Meski begitu, dari data yang disajikan Diyah, Indonesia masih memiliki harapan karena masih ada yang berpikiran moderat sebanyak 74%. Nilai ini menunjukkan mereka juga masih dapat menerima perbedaan, bertoleransi baik kepada internal atau eksternalnya.
“Kemudian ada sebuah data lagi 25% siswa dan 21% guru menyatakan Pancasila tidak relevan lagi. Ini menjadi menarik karena kita akhir-akhir ini sering sekali mendengar bahwa jargon-jargon saya Indonesia, saya Pancasila di kalangan anak-anak muda, tapi nyatanya ada sebagian anak-anak muda kita bahkan gurunya juga yang menyatakan bahwa ternyata Pancasila tidak relevan,” jelasnya.
“Kemudian 52% siswa setuju dengan kekerasan demi solidaritas agama, ini sangat memprihatinkan karena lebih dari 50%, kemudian 14% di antara responden masih membenarkan serangan bom. Kita bersyukur akhir-akhir ini Indonesia tidak ada ya aktivitas pengeboman kembali, namun tentunya ini kita tetap harus waspada karena yang namanya radikalisme, intoleransi itu masih cukup tinggi di Indonesia,” lanjut Diyah.
Lunturnya Nasionalisme di Kalangan Anak Muda
Diyah menyebutkan setidaknya ada lima hal yang menyebabkan lunturnya nasionalisme di kalangan anak muda;
Pertama, modernisasi. Modernisasi, globalisasi menjadikan anak-anak muda tidak cukup akrab dengan bangsanya sendiri, tidak cukup bangga dengan bangsanya sendiri, dan.tidak mengerti negaranya sendiri.

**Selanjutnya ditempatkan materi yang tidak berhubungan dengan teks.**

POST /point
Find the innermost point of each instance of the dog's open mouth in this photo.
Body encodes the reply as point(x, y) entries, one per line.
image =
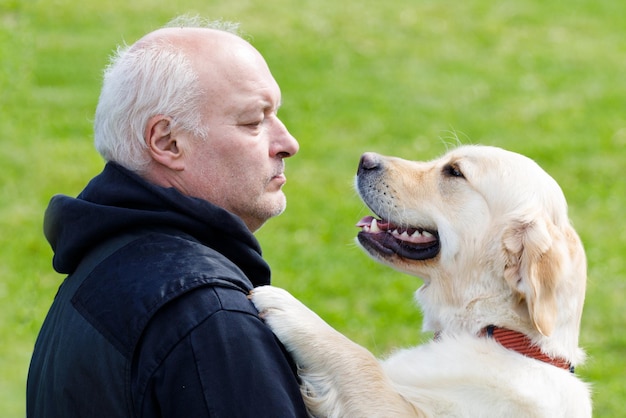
point(384, 237)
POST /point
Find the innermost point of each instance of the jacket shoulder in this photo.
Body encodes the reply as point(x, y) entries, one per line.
point(124, 291)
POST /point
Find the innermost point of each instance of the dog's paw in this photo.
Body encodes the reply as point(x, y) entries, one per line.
point(294, 324)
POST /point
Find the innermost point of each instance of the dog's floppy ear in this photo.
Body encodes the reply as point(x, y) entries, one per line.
point(533, 267)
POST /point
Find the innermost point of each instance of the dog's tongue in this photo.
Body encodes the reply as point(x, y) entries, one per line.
point(382, 224)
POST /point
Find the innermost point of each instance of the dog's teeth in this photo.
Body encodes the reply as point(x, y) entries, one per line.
point(374, 229)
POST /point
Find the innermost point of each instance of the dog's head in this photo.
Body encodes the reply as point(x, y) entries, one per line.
point(488, 232)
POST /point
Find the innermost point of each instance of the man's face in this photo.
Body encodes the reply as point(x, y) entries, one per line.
point(240, 165)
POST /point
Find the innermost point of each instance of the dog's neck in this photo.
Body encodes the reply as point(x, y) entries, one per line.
point(519, 342)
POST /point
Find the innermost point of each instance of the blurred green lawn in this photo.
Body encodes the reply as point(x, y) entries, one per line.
point(407, 77)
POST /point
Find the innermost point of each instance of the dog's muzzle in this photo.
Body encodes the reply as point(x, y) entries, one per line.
point(385, 237)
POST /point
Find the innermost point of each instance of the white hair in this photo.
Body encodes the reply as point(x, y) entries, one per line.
point(145, 80)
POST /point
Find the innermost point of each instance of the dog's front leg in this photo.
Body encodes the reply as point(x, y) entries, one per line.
point(339, 377)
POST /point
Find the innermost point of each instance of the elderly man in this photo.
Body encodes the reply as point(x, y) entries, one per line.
point(153, 318)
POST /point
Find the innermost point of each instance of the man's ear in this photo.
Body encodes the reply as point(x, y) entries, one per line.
point(162, 144)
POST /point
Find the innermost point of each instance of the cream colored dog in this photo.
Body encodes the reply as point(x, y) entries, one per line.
point(504, 282)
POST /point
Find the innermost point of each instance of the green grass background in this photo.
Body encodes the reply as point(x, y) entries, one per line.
point(405, 77)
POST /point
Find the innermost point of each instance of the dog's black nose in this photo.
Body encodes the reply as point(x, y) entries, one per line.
point(369, 161)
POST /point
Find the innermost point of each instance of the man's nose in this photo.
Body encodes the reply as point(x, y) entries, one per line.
point(283, 143)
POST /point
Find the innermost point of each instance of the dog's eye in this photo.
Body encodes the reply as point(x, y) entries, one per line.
point(452, 170)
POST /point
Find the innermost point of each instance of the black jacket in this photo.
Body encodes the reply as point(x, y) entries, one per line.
point(153, 319)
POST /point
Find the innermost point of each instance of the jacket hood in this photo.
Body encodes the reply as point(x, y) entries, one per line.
point(118, 201)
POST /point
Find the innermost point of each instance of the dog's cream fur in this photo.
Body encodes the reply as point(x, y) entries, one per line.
point(507, 256)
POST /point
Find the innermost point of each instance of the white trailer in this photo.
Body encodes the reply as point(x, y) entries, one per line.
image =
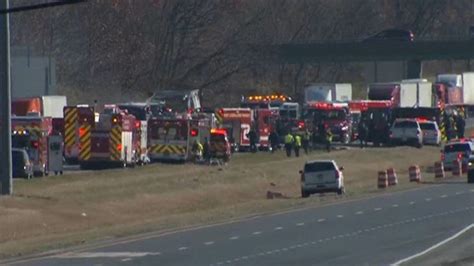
point(423, 92)
point(328, 92)
point(53, 105)
point(468, 88)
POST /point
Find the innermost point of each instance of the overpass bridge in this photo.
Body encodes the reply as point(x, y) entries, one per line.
point(414, 53)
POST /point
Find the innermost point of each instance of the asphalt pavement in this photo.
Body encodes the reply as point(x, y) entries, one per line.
point(375, 231)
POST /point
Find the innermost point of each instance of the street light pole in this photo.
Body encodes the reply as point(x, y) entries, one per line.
point(6, 182)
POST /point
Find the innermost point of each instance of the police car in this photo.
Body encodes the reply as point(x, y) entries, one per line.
point(456, 150)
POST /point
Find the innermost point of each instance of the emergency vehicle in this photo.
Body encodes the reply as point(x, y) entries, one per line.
point(239, 121)
point(171, 137)
point(219, 145)
point(334, 115)
point(74, 117)
point(32, 134)
point(114, 140)
point(271, 101)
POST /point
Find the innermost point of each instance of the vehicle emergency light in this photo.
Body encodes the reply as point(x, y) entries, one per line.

Kedua, tidak paham Pancasila dan Dasar Negara.
Ketiga, ideologi negara bersifat dogmatif. Ideologi yang hanya bersifat dihafal saja sehingga anak-anak tidak memahami nilai-nilai sebenarnya ideologi negara tersebut.
Keempat, tidak memahami sejarah bangsa. Menurut Diyah sejarah bangsa ini sejatinya menjadi penting. Dari awal ketika belajar di Sekolah kita selalu diajarkan tentang pahlawan-pahlawan bangsa dan nasionalisme. Tapi hari ini apakah pengajaran itu membekas pada para siswa?
Kelima, praktik nasionalisme yang masih formalitas. “Jadi mungkin anak-anak muda sekarang ini melihat bahwa nasionalisme ya hanya sekedar upacara bendera atau mungkin menghadiri forum-forum formal saja tapi nasionalisme yang nyata yang harus mereka perlihatkan itu bukan nasionalisme yang semestinya,” kata Diyah.